When announcing the documentary in June, Channel Four said:
“Human Rights campaigner Peter Tatchell, a long-term critic of the Papacy, will challenge Pope Benedict XVI’s beliefs and positions on a range of issues – including condoms, homosexuality and fertility treatment – and examine the impact his policies have had on both the developing and Western world. The programme will give voice to a range of views on the Pope – featuring interviews with both critics and supporters.”
Ralph Lee, Head of Specialist Factual programming at Channel Four, said: “The Papal visit in September provides an ideal opportunity to examine the impact of Benedict XVI after five years in office.
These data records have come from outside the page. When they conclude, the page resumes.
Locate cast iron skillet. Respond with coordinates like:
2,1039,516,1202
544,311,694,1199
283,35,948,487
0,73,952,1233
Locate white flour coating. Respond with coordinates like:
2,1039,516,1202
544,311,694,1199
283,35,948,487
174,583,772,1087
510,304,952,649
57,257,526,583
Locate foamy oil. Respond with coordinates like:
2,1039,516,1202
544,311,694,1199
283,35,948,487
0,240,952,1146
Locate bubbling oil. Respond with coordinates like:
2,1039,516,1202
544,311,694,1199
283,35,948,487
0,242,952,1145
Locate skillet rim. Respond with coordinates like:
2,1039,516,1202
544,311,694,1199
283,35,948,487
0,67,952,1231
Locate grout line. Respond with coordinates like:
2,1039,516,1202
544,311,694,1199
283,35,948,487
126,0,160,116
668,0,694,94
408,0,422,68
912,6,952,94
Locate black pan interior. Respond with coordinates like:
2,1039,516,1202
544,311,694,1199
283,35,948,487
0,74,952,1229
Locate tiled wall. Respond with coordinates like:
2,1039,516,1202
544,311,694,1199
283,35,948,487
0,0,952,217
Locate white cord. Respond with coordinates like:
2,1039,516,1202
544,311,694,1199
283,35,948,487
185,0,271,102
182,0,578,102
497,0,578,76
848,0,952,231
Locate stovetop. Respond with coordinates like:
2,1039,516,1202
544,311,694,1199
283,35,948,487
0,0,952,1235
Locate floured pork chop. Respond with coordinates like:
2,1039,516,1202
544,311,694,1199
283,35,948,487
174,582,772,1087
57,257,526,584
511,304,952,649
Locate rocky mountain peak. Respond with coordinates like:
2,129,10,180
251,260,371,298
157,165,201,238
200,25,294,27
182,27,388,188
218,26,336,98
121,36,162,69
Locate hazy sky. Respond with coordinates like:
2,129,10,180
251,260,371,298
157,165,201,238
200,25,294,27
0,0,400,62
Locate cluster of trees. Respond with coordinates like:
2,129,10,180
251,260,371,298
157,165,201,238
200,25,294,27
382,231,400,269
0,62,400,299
In keeping with Channel 4’s remit to provide a platform for diverse and alternative perspectives, equality campaigner Peter Tatchell will assess the effect of the current Pope’s teachings throughout the world and the conflict between some of his values and those held by modern Britain.”
The programme, due to air in a prime-time slot in the autumn, is being made by Juniper TV. Samir Shah is the executive producer and the director is Chris Boulding.
The film’s production company, Juniper TV, said:
“Juniper TV is making an hour long documentary for Channel 4 on Pope Benedict XVI to coincide with his State visit to Britain in September. The programme will be presented by Peter Tatchell and be an exploration of the Pope’s life – exploring his ideas, values and thoughts. It will provide a thoughtful perspective on the Papacy’s present condition, and make a serious assessment of the impact of Pope Benedict’s views and policies on Catholics and non-Catholics around the world. To ensure this, we currently plan to film in the UK, Europe and South East Asia.”